Les partisans de la première solution revendiquent la préservation des terres et sa contribution environnementale : lutte contre l'effet de serre, maintien de la biodiversité... L'emblème de cette position pourrait être la forêt amazonienne.

L'extensification des terres, de son côté, se recommande de l'évitement des nuisances liées aux process de l'agriculture « productiviste », et son horizon est celui de l'intégrité des milieux (sols, ressources en eau...).

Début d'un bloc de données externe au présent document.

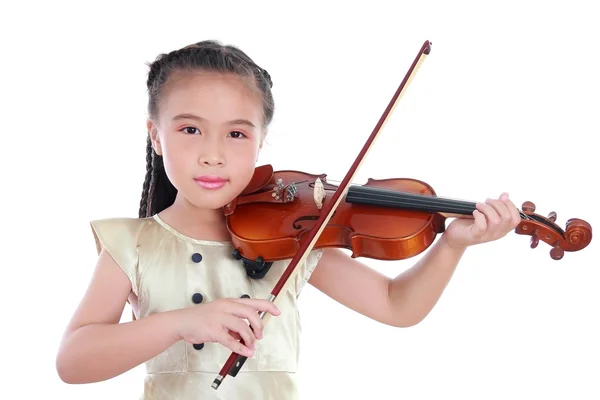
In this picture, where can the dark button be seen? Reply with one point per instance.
(197, 298)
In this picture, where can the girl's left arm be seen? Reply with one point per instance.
(402, 301)
(408, 298)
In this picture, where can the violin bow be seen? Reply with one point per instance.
(235, 361)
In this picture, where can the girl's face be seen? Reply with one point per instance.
(209, 133)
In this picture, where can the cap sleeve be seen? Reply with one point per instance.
(306, 270)
(118, 236)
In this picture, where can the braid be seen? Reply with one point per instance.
(143, 212)
(158, 192)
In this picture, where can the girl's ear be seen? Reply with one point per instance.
(153, 132)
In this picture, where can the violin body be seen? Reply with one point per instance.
(386, 219)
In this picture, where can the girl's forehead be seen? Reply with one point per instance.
(212, 95)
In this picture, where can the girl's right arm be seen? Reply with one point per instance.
(95, 346)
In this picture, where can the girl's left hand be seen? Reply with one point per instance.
(492, 221)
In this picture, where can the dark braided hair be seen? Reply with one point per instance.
(158, 192)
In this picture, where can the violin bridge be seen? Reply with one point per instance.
(319, 193)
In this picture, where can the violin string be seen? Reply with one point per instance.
(393, 198)
(414, 200)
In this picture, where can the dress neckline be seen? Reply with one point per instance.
(186, 238)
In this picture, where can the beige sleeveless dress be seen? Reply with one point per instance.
(168, 271)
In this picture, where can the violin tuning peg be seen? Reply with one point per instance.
(528, 206)
(535, 239)
(557, 253)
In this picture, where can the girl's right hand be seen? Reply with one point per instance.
(224, 321)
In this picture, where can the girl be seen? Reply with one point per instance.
(209, 109)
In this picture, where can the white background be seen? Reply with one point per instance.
(507, 101)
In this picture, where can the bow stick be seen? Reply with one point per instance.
(235, 361)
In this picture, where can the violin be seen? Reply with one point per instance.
(385, 219)
(286, 214)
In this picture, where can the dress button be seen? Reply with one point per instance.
(197, 298)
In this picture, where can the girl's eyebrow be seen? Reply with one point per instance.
(239, 121)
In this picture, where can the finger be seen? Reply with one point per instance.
(492, 217)
(242, 328)
(261, 305)
(230, 342)
(250, 314)
(480, 224)
(235, 335)
(515, 215)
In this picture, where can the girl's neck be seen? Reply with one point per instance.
(198, 223)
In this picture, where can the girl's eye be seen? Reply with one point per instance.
(236, 134)
(190, 129)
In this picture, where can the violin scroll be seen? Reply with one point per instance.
(576, 235)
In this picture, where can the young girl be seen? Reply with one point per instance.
(209, 109)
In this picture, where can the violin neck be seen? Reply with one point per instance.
(390, 198)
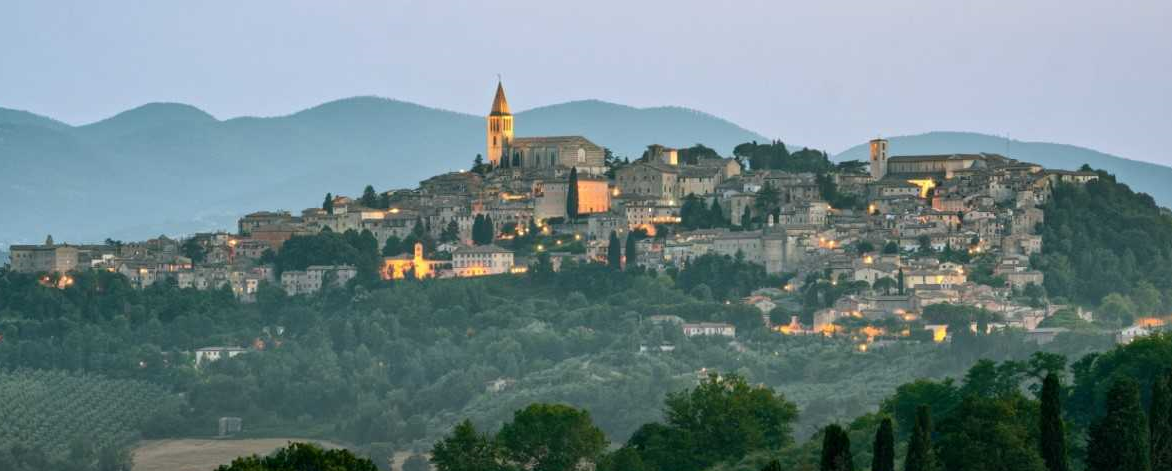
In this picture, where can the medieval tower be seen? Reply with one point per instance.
(878, 158)
(499, 127)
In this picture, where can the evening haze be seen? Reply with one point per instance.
(823, 74)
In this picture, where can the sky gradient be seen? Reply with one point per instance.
(828, 74)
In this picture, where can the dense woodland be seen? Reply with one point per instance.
(1104, 244)
(1106, 413)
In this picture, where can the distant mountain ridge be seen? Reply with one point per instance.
(171, 168)
(1142, 176)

Ces questions sont évidemment importantes et doivent être pleinement prises en compte. Pourtant, il est certain qu'une approche pertinente du sujet oblige à dépasser les propos globalisants pour se tenir au plus près de réalités qui sont diverses et nuancées.

Le bilan des coûts environnementaux de chaque modèle devrait être clarifié ce qui peut supposer souvent de le resituer dans des contextes très locaux. Il va de soi que dans la plupart des pays les moyens de cette clarification manquent en fait si bien qu'à ce stade la « querelle » est essentiellement théorique.


* 30 En exceptant l'extensification des surfaces cultivées.